The Romans planted the first Rhineland vineyards 2,000 years ago. By the Middle Ages viticulture was flourishing at the hands of the church and the state, and a bustling wine trade had developed. This ancient vineyard area is now the state of Rheinland-Pfalz (Rhineland Palatinate), home to six of Germany's 13 wine-growing regions, including the two largest, Rheinhessen and the Pfalz. Bordered on the east by the Rhine and stretching from the French border north to Mainz, these two regions were the "wine cellar of the Holy Roman Empire." Thriving viticulture and splendid Romanesque cathedrals are the legacies of the bishops and emperors of Speyer, Worms, and Mainz. Two routes parallel to the Rhine link dozens of wine villages. In the Pfalz, follow the Deutsche Weinstrasse (German Wine Road); in the eastern Rheinhessen (Rhine Terrace), the home of the mild wine Liebfraumilch, the Liebfrauenstrasse guides you from Worms to Mainz.
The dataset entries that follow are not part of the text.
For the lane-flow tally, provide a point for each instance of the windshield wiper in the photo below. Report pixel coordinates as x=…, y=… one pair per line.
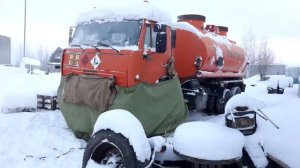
x=99, y=43
x=94, y=46
x=77, y=45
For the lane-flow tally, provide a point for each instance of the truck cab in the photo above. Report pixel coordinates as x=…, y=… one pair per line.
x=131, y=51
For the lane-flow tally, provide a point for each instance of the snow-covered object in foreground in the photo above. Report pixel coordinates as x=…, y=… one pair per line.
x=212, y=141
x=243, y=100
x=133, y=12
x=278, y=81
x=123, y=122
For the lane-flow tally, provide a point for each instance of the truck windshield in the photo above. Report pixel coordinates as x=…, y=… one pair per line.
x=123, y=33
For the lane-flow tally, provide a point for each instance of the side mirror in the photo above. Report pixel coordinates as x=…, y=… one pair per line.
x=161, y=42
x=220, y=62
x=160, y=28
x=71, y=33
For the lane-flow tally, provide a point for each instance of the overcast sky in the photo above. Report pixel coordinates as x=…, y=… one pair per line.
x=48, y=21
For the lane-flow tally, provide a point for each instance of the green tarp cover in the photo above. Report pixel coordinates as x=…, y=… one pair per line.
x=159, y=107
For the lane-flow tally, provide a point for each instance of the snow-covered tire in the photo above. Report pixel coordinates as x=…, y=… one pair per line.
x=106, y=142
x=235, y=90
x=221, y=102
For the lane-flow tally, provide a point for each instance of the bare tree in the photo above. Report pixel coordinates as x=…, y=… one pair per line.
x=265, y=57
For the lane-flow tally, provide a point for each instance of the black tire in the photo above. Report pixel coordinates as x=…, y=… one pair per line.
x=221, y=102
x=210, y=104
x=235, y=90
x=105, y=143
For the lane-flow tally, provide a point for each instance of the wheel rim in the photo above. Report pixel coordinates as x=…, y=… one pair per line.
x=110, y=155
x=113, y=158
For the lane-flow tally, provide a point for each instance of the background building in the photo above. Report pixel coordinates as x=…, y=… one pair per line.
x=5, y=50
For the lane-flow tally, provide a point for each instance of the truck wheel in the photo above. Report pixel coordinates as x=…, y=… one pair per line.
x=109, y=148
x=235, y=90
x=221, y=101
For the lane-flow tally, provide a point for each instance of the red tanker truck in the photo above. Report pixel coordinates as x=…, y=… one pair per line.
x=129, y=80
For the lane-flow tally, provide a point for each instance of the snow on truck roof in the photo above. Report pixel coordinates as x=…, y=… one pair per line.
x=145, y=11
x=119, y=13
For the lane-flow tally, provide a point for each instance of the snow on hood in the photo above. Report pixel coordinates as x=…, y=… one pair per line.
x=133, y=12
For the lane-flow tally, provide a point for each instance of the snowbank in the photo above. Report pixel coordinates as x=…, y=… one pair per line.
x=278, y=80
x=208, y=141
x=19, y=89
x=40, y=140
x=30, y=61
x=122, y=121
x=132, y=12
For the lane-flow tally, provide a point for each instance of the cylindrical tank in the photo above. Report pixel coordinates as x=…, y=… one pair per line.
x=220, y=57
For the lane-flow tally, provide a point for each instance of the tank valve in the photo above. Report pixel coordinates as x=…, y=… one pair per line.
x=198, y=62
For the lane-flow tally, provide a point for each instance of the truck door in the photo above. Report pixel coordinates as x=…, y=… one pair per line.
x=155, y=64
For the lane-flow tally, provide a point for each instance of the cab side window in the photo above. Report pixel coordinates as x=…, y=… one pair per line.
x=150, y=38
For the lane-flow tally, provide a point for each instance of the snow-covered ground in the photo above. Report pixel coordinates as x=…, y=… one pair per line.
x=42, y=139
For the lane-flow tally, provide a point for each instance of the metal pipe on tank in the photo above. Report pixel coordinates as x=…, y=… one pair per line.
x=196, y=20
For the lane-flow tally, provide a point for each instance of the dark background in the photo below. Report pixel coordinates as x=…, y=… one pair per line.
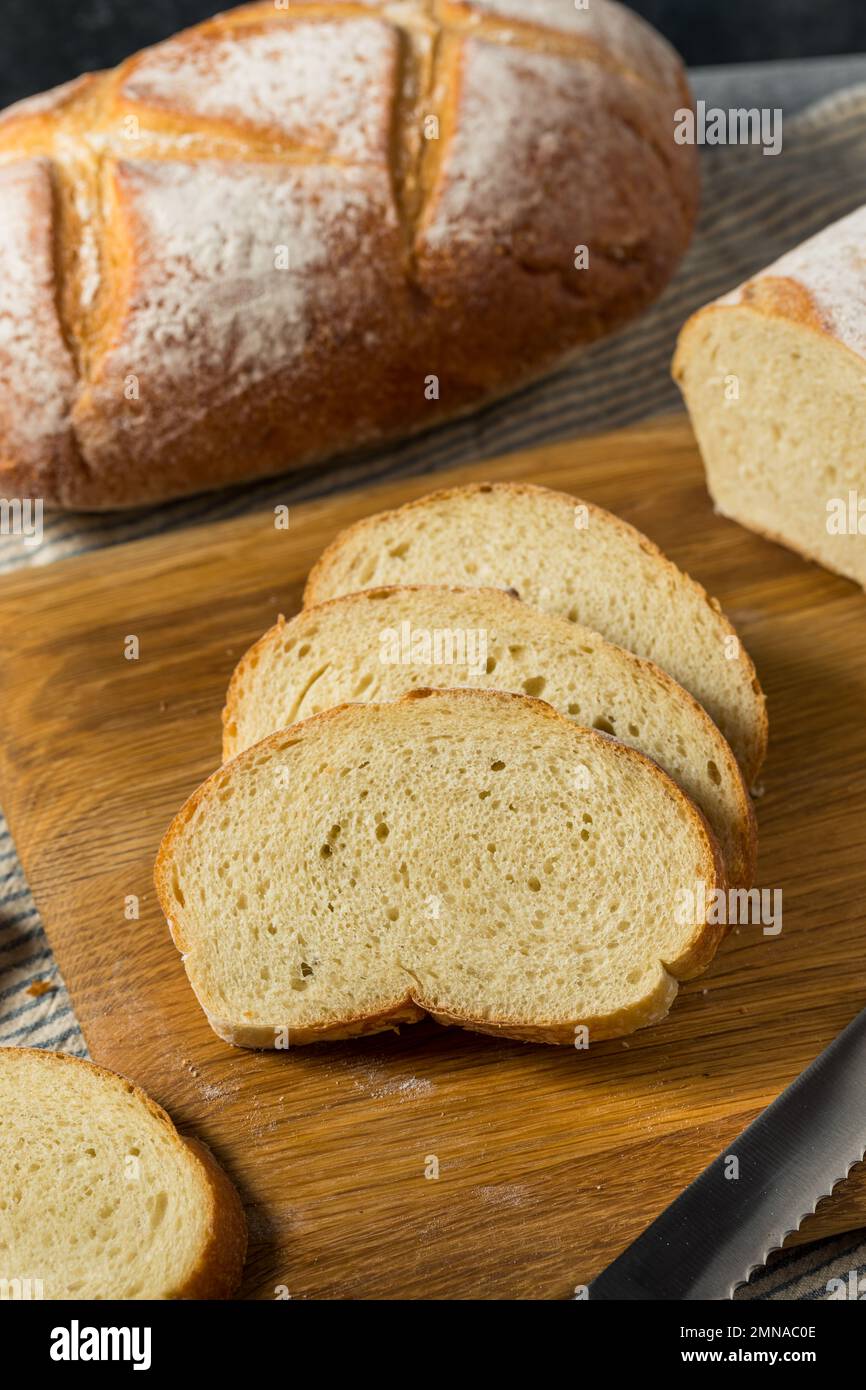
x=43, y=42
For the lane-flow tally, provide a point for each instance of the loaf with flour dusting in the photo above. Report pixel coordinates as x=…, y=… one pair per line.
x=259, y=243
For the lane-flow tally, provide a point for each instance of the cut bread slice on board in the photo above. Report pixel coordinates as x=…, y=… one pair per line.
x=569, y=558
x=377, y=644
x=102, y=1197
x=774, y=380
x=466, y=854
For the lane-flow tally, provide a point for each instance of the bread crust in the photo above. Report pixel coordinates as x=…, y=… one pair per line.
x=220, y=1265
x=740, y=870
x=816, y=291
x=313, y=595
x=195, y=362
x=692, y=959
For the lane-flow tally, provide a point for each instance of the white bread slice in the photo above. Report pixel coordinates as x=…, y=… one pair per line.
x=569, y=558
x=488, y=640
x=774, y=381
x=466, y=854
x=99, y=1194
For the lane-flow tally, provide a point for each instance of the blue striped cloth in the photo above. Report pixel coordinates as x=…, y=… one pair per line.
x=754, y=210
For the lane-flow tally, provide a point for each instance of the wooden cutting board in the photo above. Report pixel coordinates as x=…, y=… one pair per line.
x=549, y=1161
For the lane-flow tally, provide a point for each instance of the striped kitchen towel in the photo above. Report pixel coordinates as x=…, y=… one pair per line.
x=754, y=210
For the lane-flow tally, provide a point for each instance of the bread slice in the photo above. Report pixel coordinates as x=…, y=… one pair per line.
x=99, y=1194
x=774, y=380
x=466, y=854
x=381, y=642
x=569, y=558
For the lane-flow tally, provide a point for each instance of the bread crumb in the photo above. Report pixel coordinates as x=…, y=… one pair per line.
x=41, y=987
The Pfalz has a mild, sunny climate and an ambience to match. Vines carpet the foothills of the thickly forested Haardt Mountains, an extension of the Alsatian Vosges. The Pfälzerwald (Palatinate Forest) with its pine and chestnut trees is the region's other natural attraction. Hiking and cycling trails lead through the vineyards, the woods, and up to castles on the heights. As the Wine Road winds its way north from the French border, idyllic wine villages beckon with flower-draped facades and courtyards full of palms, oleanders, and fig trees. Weinverkauf (wine for sale) and weinprobe (wine-tasting) signs are posted everywhere, each one an invitation to stop in to sample the wines.
The border between the Pfalz and Rheinhessen is invisible. Yet a few miles into the hinterland, a profile takes shape. Rheinhessen is a region of gentle, rolling hills and expansive farmland, where grapes are but one of many crops; vineyards are often scattered miles apart. The slopes overlooking the Rhine between Worms and Mainz—the so-called Rhine Terrace—are a notable exception. This is a nearly uninterrupted ribbon of vines culminating with the famous vineyards of Oppenheim, Nierstein, and Nackenheim on the outskirts of Mainz.